Hace poco leía la siguiente frase en un
reportaje de Yorokobu: “es reprobable imprimir una tirada mastodóntica de un
catálogo de modas o de regalos y luego aconsejar su reciclaje, como si no
hubiera pasado nada.” Y me di cuenta de que todavía nunca había echado mi rollo
sobre este tema.
Yo en casa tengo cuatro cubos para separar
la basura. Y cumplo cada día con los preceptos de tirar a cada uno de ellos los
elementos correspondientes: la botella al del vidrio, el periódico al del
papel, la lata al de envases y las mondas de las patatas al orgánico.
En mi cabeza me imagino a veces el ciclo de
la basura como si fuera el ciclo del agua. Un círculo perfecto con el que
hacemos un mundo mejor, más sano y más feliz. Sí, yo soy así de estúpido. Como
casi todos. Y así nos va.
Hubo un momento en el que nos vendieron el
cuento de la lechera ecológica. Nos convencieron de que estábamos viviendo en
un mundo sucio, dañando el medio ambiente con nuestro comportamiento egoísta.
Pero no teníamos que preocuparnos. Con una ley de tratamiento de residuos
sólidos todo iba a cambiar. Tan sólo teníamos que reciclarlo todo.
En ese momento el gobierno optó por
Reciclar. Y nos lo tragamos tan contentos. Quizás porque nos permitía apaciguar
nuestras conciencias a cambio de no hacer prácticamente nada. Así que seguimos
comprando lo mismo (o más) y con tirar luego cada cosa en su sitio, todo
perfecto.
Pero el caso es que el cuento era tan sólo
eso: un verdadero cuento chino. Porque hoy parece claro que los únicos que
sacan algún beneficio de todo esto son las industrias de ese país.
Para empezar, los dos supuestos sobre los
que se basa ese cuento son falsos: ni todo lo que hacíamos en el pasado era
contaminante, ni reciclar es bueno.
De lo primero nos podemos acordar muchos. Hasta
hace 30 o 40 años, se reutilizaban desde las botellas de leche o cerveza hasta
los vasitos de cristal de los yogures. Y las cosas se compraban sueltas, no
empaquetadas en kilos de cartón y plástico.
Es cierto que luego vino la borrachera del
envase de usar y tirar. Y había que atajar eso de alguna manera.

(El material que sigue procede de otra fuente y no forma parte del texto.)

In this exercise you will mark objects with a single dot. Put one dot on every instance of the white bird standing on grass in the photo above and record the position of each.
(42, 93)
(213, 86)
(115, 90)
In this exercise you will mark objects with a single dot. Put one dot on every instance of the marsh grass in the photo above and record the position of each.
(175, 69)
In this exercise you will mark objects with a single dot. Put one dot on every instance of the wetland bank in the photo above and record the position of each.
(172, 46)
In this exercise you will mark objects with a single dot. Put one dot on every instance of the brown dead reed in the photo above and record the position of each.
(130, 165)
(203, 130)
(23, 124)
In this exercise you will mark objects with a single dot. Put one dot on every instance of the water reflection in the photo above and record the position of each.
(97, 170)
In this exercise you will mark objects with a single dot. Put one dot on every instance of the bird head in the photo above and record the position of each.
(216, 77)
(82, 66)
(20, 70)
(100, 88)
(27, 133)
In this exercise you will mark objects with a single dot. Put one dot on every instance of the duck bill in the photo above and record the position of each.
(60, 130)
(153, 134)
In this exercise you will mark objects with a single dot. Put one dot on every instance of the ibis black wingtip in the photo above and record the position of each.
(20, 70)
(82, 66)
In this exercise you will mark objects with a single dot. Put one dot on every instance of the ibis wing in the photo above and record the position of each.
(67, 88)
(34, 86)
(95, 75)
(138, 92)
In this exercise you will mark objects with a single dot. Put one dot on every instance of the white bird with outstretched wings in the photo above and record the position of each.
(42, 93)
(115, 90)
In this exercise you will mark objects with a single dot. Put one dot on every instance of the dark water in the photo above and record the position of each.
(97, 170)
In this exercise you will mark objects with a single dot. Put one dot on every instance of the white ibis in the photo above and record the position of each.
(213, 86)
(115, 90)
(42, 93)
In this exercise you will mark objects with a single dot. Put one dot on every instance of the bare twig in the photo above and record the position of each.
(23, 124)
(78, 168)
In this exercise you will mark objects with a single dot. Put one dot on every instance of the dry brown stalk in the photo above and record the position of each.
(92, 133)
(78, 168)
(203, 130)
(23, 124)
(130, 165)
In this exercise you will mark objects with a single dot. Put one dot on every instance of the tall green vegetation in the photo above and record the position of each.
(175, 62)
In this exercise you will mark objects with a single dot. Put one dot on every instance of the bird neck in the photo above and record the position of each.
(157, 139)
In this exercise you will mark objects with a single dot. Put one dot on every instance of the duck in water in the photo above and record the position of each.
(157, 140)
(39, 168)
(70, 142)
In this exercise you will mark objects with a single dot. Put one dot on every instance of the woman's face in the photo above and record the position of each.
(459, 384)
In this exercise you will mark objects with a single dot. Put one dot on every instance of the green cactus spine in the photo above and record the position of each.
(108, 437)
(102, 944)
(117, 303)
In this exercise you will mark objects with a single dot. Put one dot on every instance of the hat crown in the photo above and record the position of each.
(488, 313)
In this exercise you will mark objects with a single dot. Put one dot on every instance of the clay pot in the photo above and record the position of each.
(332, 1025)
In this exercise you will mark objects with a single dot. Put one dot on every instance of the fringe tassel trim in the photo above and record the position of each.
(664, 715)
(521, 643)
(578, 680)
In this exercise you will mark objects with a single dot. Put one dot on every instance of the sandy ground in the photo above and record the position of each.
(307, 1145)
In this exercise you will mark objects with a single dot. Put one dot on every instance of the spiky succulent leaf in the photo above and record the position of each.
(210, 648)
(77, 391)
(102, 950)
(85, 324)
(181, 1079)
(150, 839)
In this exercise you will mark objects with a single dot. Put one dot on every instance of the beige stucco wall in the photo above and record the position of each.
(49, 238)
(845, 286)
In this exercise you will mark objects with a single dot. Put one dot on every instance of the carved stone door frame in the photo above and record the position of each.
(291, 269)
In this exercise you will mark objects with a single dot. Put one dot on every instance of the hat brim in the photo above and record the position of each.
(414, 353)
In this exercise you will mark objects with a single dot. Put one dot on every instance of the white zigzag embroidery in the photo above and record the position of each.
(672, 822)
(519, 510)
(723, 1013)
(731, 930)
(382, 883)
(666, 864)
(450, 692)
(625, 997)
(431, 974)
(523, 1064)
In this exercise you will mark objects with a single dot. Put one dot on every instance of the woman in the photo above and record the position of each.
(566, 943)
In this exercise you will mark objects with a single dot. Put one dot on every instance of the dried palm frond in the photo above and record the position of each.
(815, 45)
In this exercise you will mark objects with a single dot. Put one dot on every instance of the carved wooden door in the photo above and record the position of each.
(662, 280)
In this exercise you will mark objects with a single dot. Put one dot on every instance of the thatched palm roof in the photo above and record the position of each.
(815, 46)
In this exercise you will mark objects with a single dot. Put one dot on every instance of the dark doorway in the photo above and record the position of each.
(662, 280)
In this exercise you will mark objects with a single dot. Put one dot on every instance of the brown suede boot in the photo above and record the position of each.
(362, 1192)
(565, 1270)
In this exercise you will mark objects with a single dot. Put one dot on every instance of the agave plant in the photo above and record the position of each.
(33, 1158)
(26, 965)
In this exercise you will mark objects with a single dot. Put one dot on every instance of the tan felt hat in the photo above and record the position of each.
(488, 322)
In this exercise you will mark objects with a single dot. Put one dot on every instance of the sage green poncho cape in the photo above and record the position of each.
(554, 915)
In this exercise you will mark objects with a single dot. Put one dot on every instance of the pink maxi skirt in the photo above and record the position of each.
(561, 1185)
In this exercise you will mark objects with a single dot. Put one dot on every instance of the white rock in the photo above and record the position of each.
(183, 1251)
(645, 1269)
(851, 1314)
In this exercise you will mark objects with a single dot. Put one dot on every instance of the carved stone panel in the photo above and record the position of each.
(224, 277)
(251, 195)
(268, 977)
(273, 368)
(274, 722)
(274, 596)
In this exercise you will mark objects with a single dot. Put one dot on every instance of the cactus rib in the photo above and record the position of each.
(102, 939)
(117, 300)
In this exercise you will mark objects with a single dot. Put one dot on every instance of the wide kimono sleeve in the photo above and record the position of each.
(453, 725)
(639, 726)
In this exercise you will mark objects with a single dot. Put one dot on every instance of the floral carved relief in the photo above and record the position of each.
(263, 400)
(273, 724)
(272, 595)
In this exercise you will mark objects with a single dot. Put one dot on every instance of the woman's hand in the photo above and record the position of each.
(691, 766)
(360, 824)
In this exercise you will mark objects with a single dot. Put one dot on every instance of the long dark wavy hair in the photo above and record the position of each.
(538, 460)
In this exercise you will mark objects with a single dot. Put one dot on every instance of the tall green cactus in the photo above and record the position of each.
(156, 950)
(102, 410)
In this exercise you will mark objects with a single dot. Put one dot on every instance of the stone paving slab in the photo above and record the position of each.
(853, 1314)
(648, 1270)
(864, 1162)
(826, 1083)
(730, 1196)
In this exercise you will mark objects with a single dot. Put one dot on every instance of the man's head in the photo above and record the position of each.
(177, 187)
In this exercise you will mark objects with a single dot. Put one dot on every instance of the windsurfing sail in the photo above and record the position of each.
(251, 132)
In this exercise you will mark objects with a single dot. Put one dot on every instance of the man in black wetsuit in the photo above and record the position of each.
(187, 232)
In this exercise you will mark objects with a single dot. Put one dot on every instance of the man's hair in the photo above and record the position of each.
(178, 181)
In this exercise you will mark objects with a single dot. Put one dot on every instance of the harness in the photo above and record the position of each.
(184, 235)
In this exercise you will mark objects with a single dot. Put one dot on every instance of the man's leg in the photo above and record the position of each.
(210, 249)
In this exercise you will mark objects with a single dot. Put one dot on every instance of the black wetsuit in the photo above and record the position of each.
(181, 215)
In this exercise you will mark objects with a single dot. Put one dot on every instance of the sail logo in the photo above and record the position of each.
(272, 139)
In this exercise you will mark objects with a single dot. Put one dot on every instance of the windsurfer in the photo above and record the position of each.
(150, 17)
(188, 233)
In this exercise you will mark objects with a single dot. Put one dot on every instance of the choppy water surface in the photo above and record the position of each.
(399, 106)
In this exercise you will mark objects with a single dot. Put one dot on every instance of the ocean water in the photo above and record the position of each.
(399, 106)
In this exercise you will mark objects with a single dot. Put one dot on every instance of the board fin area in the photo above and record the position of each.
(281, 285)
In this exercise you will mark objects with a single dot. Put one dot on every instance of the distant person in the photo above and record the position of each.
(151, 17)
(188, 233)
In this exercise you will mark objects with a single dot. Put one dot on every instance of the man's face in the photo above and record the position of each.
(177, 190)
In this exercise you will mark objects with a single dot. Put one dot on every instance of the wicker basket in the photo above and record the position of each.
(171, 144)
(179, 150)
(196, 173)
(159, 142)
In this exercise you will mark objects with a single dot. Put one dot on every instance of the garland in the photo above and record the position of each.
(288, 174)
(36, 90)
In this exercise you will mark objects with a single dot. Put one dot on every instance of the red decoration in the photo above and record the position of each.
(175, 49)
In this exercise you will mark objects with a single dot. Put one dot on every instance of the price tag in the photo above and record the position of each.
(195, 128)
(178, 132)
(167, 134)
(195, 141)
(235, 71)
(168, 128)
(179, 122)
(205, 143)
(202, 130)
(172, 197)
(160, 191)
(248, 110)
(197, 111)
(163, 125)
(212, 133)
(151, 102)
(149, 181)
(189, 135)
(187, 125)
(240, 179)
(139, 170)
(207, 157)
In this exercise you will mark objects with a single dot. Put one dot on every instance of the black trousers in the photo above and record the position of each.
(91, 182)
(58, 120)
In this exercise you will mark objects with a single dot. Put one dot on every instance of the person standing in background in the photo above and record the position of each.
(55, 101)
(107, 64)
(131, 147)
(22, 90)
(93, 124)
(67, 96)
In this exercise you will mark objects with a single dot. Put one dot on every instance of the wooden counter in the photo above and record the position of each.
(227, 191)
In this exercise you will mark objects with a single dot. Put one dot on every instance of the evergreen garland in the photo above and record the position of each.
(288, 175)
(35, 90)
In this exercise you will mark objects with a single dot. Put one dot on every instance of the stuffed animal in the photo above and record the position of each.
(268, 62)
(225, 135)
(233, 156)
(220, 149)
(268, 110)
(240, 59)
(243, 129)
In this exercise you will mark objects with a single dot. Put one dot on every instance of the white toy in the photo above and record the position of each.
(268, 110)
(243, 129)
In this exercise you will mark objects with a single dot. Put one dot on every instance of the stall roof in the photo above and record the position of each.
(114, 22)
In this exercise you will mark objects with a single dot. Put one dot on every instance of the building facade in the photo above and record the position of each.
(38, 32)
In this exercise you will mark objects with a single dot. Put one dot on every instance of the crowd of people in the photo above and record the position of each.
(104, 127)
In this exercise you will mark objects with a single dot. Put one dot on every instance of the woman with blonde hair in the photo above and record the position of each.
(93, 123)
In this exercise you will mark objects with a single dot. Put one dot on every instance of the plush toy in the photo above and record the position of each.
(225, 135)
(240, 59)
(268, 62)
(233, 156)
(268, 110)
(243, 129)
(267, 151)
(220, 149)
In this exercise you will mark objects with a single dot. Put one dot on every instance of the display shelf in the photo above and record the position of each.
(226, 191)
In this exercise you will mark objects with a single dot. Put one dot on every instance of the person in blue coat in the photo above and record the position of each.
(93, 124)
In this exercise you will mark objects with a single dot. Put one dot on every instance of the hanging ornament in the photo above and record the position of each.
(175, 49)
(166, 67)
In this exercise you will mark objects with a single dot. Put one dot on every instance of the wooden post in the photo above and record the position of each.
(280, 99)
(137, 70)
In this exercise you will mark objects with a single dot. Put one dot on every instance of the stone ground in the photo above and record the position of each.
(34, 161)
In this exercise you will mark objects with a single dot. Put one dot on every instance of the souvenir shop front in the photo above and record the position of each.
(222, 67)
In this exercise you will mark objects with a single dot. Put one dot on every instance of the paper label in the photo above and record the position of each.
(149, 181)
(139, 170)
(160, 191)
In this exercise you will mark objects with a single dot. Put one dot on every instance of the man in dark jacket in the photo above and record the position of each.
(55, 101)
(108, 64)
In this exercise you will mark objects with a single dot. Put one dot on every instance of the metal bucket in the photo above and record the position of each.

Pero centrar
la solución en el reciclaje sólo servía para lavar nuestras conciencias y
permitir que las empresas siguieran haciendo lo mismo.
Había otros modelos en los que fijarse. Y no
estaban tan lejos. Hay países del norte de Europa en los que todavía se siguen
reutilizando los envases de cristal (gracias a un sistema de impuestos que
perjudica a las compañías que quieren usar alegremente el plástico o las latas
de aluminio).
Pero para eso hace falta enfrentarse con
esas corporaciones y obligar a las grandes superficies a mantener espacios para
almacenar los envases retornables. Mucho trabajo, pensó el gobierno. Era mejor
vendernos las ventajas del Reciclado. Y dejar que los costes los asumiéramos
nosotros de forma indirecta.
Reciclar es malo. Muy malo. Es lo que
deberíamos evitar a toda costa. Origina un gasto de energía y de recursos
adicional para algo que deberíamos haber evitado desde el principio: un residuo.
Lo que realmente deberíamos tratar de hacer,
y de favorecer con leyes, son la reducción de elementos desechables (la mejor
de las soluciones, ya que elimina el problema) y la reutilización de esos
deshechos (el menor de los males).
Pero reciclar es realmente una derrota, un
fracaso. Una forma de prolongar el problema de la gestión de nuestra basura convirtiéndolo
en negocio. Y mientras tanto nosotros seguimos separando y reciclando, tan
felices. Echando cada día las bolsas a sus respectivos contenedores con un
gesto de orgullo. Si es que somos idiotas.